PVC millwork is a generic term that is used to describe woodwork manufactured using polyvinyl chloride resin (PVC). PVC millwork is also called plastic millwork. Unlike wood millwork, PVC millwork is not cut from PVC lumber; instead, molten PVC resin is pushed through a die to create a standard millwork profile. Because PVC is a thermoplastic resin—it softens when heated and hardens when cooled—it can be manufactured in different shapes. For example, PVC quarter round is not cut; it is extruded directly into the shape and size of the desired profile. Also, PVC millwork can be manufactured in lengths that are difficult and expensive to produce in wood. In addition to specialty profiles like quarter round, PVC millwork includes boards and sheets in traditional construction sizes.

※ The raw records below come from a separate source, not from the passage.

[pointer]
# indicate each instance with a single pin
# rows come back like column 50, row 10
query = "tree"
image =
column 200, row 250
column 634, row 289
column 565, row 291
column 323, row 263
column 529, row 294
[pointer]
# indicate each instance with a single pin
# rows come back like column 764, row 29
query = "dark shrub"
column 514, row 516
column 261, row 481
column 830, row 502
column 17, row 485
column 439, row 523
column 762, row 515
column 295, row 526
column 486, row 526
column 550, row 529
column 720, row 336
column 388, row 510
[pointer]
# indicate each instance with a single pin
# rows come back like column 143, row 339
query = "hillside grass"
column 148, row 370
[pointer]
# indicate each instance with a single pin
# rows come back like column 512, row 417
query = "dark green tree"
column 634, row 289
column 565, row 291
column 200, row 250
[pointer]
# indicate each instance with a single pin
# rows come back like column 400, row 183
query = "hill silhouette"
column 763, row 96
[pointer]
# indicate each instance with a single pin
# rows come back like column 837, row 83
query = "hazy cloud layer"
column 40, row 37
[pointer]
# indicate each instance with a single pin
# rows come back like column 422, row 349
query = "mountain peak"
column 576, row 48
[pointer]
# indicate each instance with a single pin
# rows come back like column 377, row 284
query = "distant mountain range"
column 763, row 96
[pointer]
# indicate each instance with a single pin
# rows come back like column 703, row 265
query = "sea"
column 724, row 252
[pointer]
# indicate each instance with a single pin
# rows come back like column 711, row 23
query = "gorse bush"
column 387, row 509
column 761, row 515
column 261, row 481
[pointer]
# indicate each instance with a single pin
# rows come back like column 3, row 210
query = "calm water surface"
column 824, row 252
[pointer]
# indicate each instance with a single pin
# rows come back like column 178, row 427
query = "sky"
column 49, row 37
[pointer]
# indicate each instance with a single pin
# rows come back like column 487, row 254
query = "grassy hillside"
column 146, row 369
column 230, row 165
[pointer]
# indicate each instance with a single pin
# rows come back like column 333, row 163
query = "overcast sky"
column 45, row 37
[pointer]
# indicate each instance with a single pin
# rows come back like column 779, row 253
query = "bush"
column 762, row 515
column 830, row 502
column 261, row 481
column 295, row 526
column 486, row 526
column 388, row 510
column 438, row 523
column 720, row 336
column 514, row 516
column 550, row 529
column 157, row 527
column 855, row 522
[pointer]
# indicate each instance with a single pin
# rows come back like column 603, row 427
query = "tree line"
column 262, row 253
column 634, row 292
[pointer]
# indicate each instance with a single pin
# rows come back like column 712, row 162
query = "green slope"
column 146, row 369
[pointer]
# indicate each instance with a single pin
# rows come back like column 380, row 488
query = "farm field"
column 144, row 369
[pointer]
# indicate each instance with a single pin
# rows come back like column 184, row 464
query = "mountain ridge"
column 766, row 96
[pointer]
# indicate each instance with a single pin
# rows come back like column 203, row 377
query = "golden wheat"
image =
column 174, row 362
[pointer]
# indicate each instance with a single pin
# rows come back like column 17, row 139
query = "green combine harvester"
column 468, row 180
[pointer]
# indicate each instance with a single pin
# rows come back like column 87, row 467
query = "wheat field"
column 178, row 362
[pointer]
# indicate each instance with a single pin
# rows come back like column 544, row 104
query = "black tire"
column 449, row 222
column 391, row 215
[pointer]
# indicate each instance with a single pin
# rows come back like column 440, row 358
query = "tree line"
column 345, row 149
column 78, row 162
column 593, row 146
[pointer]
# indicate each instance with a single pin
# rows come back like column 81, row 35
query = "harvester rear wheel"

PVC millwork has a high level of chemical resistance, is strong, and resists water. Cellular PVC millwork also resists abrasion and can be touched up with light sanding, which makes it very popular in the construction industry. PVC millwork is lightweight, long lasting, and virtually maintenance free.
PVC millwork looks and feels like top-grade lumber. It installs like lumber and can be cut, shaped, routed, or milled with ordinary woodworking tools. It can be handled like any soft wood. PVC millwork can be cut with a conventional carbide-tipped blade that is designed for working with wood. When it is cut properly, PVC millwork will have a smooth edge. Excessive friction, a worn saw blade, or badly aligned tools can cause the millwork to have rough edges, but they can be rasped and sanded to restore a smooth edge. Standard woodworking drill bits work well with PVC millwork, but installers should avoid heat buildup from excessive friction. PVC millwork can be routed with a carbide-tipped blade and the edges finished with machine edging, sanding, grinding, or filing. For a more finished look, some installers spackle, sand, and paint the finished edge.
PVC millwork cannot be used in load-bearing applications, but it can be used in spanned applications like soffit and porch ceilings. Typically, when used as soffit, 1" thick (nominal) board or 3/4" (actual) sheet will span 16" to 24". Ceilings also require a minimum 1" thick (nominal) board or 3/4" (actual) sheet to span 16" to 24". PVC millwork cannot be used to span more than 24".